The Port of Brownsville ranks third among U.S. ports for “strong financial resilience” surveyed in a new report issued by Moody’s Investor Services. This underscores the ongoing value of the port’s prudent financial stewardship in light of economic impacts from the COVID-19 pandemic.
Moody’s analysis evaluated American ports on a range of key factors surrounding financial responsibility. This includes the ability to handle the impact of a significant decline in cargo volume, financial liquidity and debt service coverage ratio.
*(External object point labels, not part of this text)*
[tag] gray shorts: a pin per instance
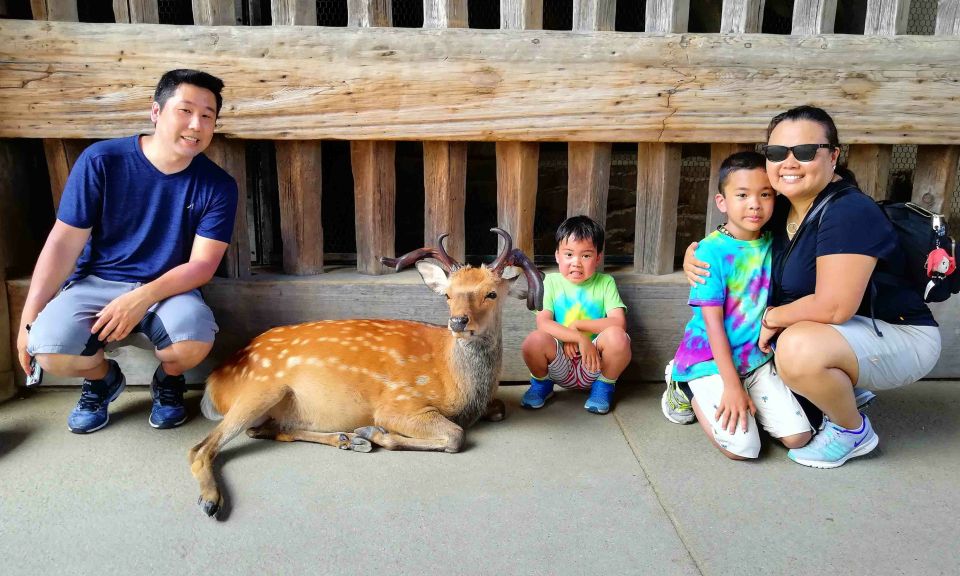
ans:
(902, 356)
(63, 327)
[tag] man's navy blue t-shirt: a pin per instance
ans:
(143, 221)
(851, 224)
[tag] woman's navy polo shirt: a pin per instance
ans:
(851, 224)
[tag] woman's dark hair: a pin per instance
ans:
(581, 228)
(171, 80)
(820, 116)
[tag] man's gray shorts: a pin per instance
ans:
(63, 327)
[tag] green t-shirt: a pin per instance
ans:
(590, 300)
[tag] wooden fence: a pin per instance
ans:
(445, 85)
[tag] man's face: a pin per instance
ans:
(184, 126)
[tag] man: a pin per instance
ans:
(144, 221)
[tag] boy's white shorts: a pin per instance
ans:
(777, 410)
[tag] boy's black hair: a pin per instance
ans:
(746, 160)
(581, 228)
(171, 80)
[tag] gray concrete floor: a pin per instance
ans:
(557, 491)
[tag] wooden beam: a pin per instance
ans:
(214, 13)
(812, 17)
(293, 12)
(136, 11)
(658, 189)
(740, 16)
(369, 13)
(299, 176)
(935, 178)
(445, 14)
(521, 14)
(517, 164)
(718, 153)
(871, 165)
(63, 79)
(948, 18)
(886, 17)
(231, 156)
(445, 194)
(375, 190)
(667, 16)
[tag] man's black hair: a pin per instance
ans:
(746, 160)
(581, 228)
(171, 80)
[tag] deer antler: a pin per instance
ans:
(410, 258)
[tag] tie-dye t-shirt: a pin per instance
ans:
(588, 300)
(739, 281)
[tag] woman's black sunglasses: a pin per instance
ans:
(802, 152)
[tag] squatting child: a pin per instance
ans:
(580, 341)
(719, 365)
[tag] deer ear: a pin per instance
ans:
(433, 276)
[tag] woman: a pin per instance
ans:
(833, 321)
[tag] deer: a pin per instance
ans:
(353, 384)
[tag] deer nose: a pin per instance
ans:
(458, 323)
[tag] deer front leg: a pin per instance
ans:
(422, 431)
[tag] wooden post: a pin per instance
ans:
(740, 16)
(811, 17)
(374, 180)
(445, 163)
(136, 11)
(214, 13)
(231, 156)
(299, 172)
(374, 171)
(658, 187)
(718, 153)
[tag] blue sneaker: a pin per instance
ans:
(601, 396)
(91, 413)
(538, 394)
(835, 445)
(168, 410)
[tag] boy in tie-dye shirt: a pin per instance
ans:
(581, 340)
(719, 365)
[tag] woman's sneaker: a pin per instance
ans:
(835, 445)
(91, 412)
(674, 403)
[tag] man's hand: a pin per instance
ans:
(735, 406)
(121, 316)
(695, 270)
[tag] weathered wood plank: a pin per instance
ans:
(935, 177)
(445, 195)
(231, 156)
(871, 165)
(136, 11)
(214, 13)
(658, 189)
(445, 14)
(886, 17)
(741, 16)
(375, 190)
(517, 164)
(521, 14)
(299, 176)
(93, 81)
(667, 16)
(948, 18)
(369, 13)
(811, 17)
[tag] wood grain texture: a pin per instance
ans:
(811, 17)
(658, 189)
(445, 195)
(61, 79)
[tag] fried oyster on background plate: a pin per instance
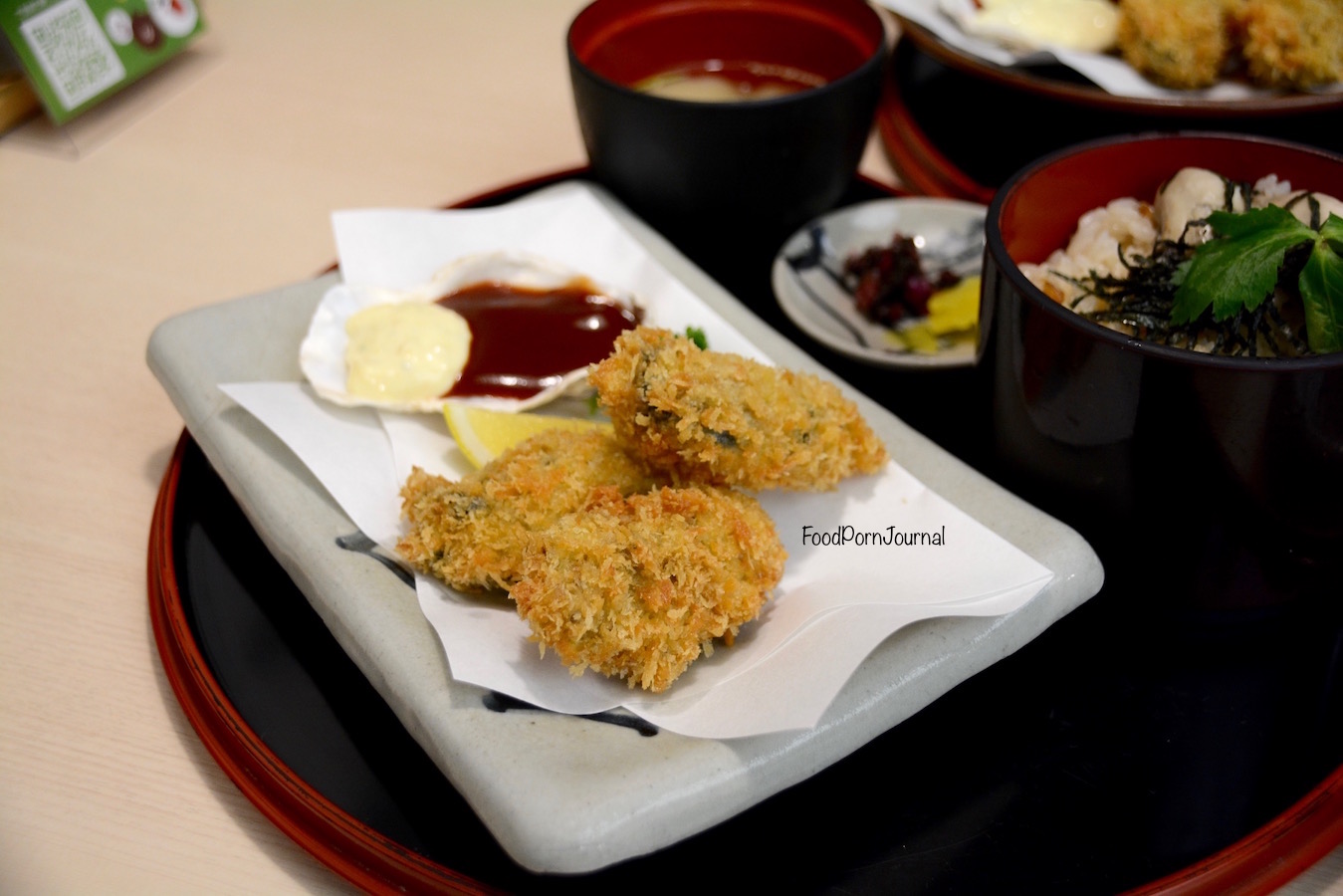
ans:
(713, 416)
(470, 534)
(638, 587)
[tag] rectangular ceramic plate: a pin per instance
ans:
(560, 792)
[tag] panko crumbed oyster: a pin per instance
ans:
(712, 416)
(470, 533)
(638, 587)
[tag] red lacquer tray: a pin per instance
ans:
(962, 130)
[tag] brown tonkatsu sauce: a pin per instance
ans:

Weighing these important factors, the analysis ranks the Port of Brownsville among the most stable in the nation and better able to weather today’s unique economic challenges.
“We take our financial obligations very seriously and work to ensure we are responsible stewards of the port’s resources,” said John Reed, chairman of the Brownsville Navigation District. “Even during today’s extraordinary economic climate, the Brownsville Navigation District Commission is taking responsible steps to maintain a stable financial foundation to attract continued growth and job creation.”
“Landlord” Advantage in Minimizing Risk
Moody’s report highlighted the important advantages of a “landlord” business model – in which authorities like the Port of Brownsville partner with tenants primarily through stable long-term leases – versus the “operator” model in which authorities conduct daily operations directly for port customers, which can result in “high revenue volatility in periods of stress.” The report concludes that “the landlord model has historically proven to stabilize revenues,” underscoring the Port of Brownsville’s advantage in managing risk as the largest land-owning port in the United States, with more than 40,000 acres and available resources for large-scale industrial developers.
“Healthy” Debt Service Coverage Ratio
The report also highlights the Port of Brownsville’s strong 5.0 Debt Service Coverage Ratio, which is more than double that of most other ports Moody’s analyzed and indicates “a strong position from which to absorb and manage revenue pressures.” DSCR is a standard measure of cash flow available to pay current debt obligations. Through such careful financial management, “ports’ debt service coverage and liquidity are key credit features that enable them to manage revenue disruptions and other extraordinary challenges in this period of unprecedented stress,” the report states.